Statue by Enrico Cerracchio in Texas, US

The Sam Houston Monument is an outdoor bronze sculpture of Sam Houston by Enrico Cerracchio, installed at the northwest corner of Houston's Hermann Park, in the U.S. state of Texas. The work is
administered by the City of Houston's Municipal Arts Commission.

==Description==
The monument was constructed by Enrico Cerracchio in 1924 and dedicated on August 16, 1925. Modeled on Stephen Seymour Thomas' painting, General Sam Houston at San Jacinto', the equestrian statue depicts Sam Houston atop his horse, wearing military attire and a long cape. He has a beard and points with his right arm. The bronze sculpture measures approximately 20 ft x 20 ft x 9 ft, and is set on a gray granite arch fabricated by Frank Teich that measures approximately 25 ft x 18 ft x 9 ft with a Lone Star on its keystone. It is administered by the City of Houston's Municipal Arts Commission.

==Origins==
A monument circle in the statue's current location was proposed by landscape architect George Kessler in his 1916 plan for Hermann Park.

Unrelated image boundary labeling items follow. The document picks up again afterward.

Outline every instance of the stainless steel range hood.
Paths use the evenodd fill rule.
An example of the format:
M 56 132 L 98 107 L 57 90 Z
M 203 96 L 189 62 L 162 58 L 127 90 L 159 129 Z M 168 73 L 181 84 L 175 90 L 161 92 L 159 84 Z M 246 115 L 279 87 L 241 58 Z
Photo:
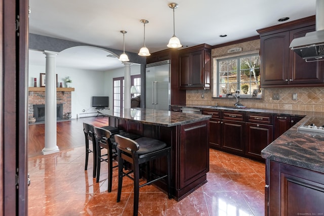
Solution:
M 316 1 L 316 31 L 294 39 L 289 47 L 307 62 L 324 60 L 324 1 Z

As early as 1917, the Houston Chronicle was gathering money to build one for Sam Houston. Fabrication required $75,000, of which $40,000 was collected by the Women's City Club, $10,000 was provided by city government, and $25,000 was provided by state government. Potential designs were collected after advertising the project in national magazines. Entries were then displayed in a three night exhibition in the Humble Oil Building. The competition was judged by a panel of notable Houstonians, who selected Cerracchio's design.

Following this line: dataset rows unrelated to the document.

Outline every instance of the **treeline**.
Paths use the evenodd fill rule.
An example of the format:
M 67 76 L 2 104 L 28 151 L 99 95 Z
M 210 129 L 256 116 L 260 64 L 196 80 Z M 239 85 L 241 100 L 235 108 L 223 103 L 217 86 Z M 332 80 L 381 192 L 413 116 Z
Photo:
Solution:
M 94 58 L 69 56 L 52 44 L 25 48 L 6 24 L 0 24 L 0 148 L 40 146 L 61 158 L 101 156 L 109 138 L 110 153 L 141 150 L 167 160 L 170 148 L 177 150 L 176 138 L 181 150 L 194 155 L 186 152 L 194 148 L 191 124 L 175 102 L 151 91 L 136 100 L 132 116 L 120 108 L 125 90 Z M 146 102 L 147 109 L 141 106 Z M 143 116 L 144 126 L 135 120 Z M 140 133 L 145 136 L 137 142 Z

On August 16, 1925, the monument was unveiled by Sam Houston's great-granddaughter and dedicated by John Henry Kirby. At the time, three of Sam Houston's own children were alive, and he was still remembered by many elderly Texans.

== Restoration ==
The monument's condition was deemed "treatment urgent" by the Smithsonian Institution's "Save Outdoor Sculpture!" program in March 1993.

In 1997, the monument was adopted by Bunker Hill Elementary's 5th grade. In 2006, the statue underwent an $18,000 restoration funded entirely by the students. As of 2009, 5th grade students at Bunker Hill Elementary and their corporate sponsors had raised money for the monument each year since 1993 and donated a total of more than $71,000 to the Houston Arts Foundation for its care.